This topic has been marked solved and closed to new posts due to inactivity. We hope you'll join the conversation by posting to an open topic or starting a new one.
But I have managed to find a way for it to work, however the workaround is not a valid solution for us.
My desired configuration is as follows:
Updated to latest firmware to date (v1.0.3.4). Management VLAN: 20 WAX220 Management IP (DHCP): 172.16.20.10, gateway on 172.16.20.1 RADIUS server on another VLAN, IP 10.0.10.30, the firewall has rules to allow the connection. Access Point: "MyWiFi" -> WPA2 Enterprise (or WPA3 Enterprise, same behaviour) + VLAN Isolation 30 (Users)
Expected behaviour: Wireless works and user gets connected to the VLAN 30 (Users). Tested behaviour: No connection, not a single packet sent over the network (made many packet catpures on all the VLANs).

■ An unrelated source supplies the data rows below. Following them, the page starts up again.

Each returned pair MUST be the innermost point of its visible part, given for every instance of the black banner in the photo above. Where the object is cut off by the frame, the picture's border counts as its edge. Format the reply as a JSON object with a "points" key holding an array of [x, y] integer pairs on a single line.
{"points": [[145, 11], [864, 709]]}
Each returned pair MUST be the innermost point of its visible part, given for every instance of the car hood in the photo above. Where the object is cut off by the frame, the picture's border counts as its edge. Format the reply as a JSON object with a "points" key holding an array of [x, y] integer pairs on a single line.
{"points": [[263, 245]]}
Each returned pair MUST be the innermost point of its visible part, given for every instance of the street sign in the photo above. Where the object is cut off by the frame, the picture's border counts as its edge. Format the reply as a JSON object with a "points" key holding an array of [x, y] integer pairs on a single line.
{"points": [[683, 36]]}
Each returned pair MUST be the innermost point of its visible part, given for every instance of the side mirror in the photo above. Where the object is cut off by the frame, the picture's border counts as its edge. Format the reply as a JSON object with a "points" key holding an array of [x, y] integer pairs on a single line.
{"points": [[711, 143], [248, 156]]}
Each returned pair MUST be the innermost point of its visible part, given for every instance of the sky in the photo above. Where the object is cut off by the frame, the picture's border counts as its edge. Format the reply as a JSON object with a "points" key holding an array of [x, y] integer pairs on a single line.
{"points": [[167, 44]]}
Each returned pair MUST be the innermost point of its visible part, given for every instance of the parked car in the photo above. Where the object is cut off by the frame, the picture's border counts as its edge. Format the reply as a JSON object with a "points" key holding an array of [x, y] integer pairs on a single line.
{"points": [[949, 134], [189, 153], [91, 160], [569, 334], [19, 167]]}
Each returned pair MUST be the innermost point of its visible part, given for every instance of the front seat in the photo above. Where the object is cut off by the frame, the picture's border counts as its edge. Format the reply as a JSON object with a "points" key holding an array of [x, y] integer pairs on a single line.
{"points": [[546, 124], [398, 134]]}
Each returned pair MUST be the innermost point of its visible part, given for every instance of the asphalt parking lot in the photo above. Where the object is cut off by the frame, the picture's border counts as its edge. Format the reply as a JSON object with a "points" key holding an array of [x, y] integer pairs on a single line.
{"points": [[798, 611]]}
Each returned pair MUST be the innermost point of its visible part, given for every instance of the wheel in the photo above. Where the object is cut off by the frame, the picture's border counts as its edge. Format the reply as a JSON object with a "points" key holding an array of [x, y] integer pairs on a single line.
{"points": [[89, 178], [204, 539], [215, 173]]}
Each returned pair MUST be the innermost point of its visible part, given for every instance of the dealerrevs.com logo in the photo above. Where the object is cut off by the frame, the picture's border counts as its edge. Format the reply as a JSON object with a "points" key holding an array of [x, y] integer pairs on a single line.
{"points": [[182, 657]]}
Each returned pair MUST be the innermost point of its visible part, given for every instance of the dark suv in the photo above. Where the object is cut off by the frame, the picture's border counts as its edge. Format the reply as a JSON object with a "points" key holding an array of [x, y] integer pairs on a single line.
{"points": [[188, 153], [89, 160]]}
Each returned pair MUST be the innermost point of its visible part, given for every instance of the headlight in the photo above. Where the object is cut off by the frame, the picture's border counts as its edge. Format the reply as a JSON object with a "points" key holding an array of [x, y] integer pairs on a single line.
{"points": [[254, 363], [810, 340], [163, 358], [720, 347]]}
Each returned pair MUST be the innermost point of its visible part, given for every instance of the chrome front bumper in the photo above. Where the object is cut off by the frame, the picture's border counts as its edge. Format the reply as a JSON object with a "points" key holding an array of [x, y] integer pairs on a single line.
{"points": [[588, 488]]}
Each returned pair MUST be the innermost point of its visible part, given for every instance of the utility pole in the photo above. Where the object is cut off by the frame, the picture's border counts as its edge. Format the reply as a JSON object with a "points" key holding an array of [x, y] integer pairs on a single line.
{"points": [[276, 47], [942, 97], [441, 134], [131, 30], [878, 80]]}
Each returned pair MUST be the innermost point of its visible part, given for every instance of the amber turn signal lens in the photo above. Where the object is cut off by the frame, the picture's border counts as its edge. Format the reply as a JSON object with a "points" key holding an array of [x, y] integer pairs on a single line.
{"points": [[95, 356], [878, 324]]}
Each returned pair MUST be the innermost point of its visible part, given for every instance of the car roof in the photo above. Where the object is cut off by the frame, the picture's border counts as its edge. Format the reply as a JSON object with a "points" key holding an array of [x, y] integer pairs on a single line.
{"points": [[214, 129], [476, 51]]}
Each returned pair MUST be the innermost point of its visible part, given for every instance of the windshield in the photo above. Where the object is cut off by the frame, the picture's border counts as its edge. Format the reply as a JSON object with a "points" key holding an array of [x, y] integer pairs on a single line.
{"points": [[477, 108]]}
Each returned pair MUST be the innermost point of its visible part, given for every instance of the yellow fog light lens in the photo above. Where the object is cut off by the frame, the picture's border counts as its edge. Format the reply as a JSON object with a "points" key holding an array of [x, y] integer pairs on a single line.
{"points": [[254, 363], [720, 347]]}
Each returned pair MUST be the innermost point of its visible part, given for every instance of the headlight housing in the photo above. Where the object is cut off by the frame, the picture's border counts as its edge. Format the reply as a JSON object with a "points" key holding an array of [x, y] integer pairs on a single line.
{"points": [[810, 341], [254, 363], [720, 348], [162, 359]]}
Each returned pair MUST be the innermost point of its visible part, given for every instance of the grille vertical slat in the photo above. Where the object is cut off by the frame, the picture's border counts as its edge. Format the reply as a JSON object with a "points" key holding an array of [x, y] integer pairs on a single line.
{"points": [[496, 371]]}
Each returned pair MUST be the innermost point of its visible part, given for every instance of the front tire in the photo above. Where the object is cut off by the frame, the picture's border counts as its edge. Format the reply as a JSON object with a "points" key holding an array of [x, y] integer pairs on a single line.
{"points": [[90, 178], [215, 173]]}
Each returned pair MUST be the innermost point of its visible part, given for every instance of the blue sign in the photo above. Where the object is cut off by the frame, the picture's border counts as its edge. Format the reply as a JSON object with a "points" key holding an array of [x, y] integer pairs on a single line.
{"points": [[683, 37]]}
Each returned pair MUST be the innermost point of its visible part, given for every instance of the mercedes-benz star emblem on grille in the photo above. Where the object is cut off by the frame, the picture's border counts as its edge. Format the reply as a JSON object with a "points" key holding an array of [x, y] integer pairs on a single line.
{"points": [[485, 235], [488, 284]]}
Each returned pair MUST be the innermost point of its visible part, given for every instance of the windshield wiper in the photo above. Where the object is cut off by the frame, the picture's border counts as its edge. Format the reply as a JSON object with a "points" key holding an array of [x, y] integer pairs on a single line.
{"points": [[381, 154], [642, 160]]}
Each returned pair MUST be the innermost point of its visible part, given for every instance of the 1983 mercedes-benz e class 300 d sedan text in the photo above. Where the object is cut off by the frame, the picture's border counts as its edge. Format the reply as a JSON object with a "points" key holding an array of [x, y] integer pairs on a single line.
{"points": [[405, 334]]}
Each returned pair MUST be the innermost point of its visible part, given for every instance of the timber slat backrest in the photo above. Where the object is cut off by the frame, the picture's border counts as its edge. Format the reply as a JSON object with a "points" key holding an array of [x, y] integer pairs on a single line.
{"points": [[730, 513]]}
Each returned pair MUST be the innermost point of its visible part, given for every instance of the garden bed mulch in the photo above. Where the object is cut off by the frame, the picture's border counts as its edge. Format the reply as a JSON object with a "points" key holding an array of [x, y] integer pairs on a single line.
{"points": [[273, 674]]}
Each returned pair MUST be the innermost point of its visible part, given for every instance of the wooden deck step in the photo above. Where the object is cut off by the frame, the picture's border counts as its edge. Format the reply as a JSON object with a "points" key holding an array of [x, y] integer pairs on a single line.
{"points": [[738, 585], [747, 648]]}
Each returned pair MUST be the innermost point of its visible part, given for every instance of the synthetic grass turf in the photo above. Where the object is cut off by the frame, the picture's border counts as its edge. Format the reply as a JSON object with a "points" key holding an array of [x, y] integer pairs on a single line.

Workaround that I found while I was testing:
If I set the Access Point "MyWiFi" VLAN to the same id of the management VLAN (VLAN 20), the radius server receives the authentication packet and the wireless connection works, however, wireless client gets an IP on the management VLAN, instead of the desired Users VLAN (30).
Seems like there is some kind of problem with the routing table and the RADIUS authentication is not sent over the correct network interface.
Re: WAX220 v1.0.3.4 + Management VLAN + Radius + AP VLAN = No connection
Hello jesusdf
Looks like the port is also a member of VLAN 20. May I know which port is your DHCP server for all VLANs is connected? Is that port a member of all the VLANs on the switch? Is it coming from a router, switch or a PC? Is it tagged as well?
Re: WAX220 v1.0.3.4 + Management VLAN + Radius + AP VLAN = No connection
Everything is connected to a pfSense firewall and a switch. The switch configuration is fine, it's a problem with the netgear firmware.
To reproduce it:
1) Management with VLAN A.
2) Wireless with VLAN B.
3) If the access point security is WPA3 personal, the connection works as expected, the users get into VLAN B, and the web administration is on VLAN A.
4) If you switch the security to WPA3 enterprise, the connection only workis if A = B. In any other case, the access point does not send a single RADIUS packet.
I have opened a support ticket for this same issue. I will update here if there's any change.
I do apologize for the inconvenience but hanks for accepting the replacement device. I do hope the replacement unit works for you. Moving this thread to closed since you have a different device now.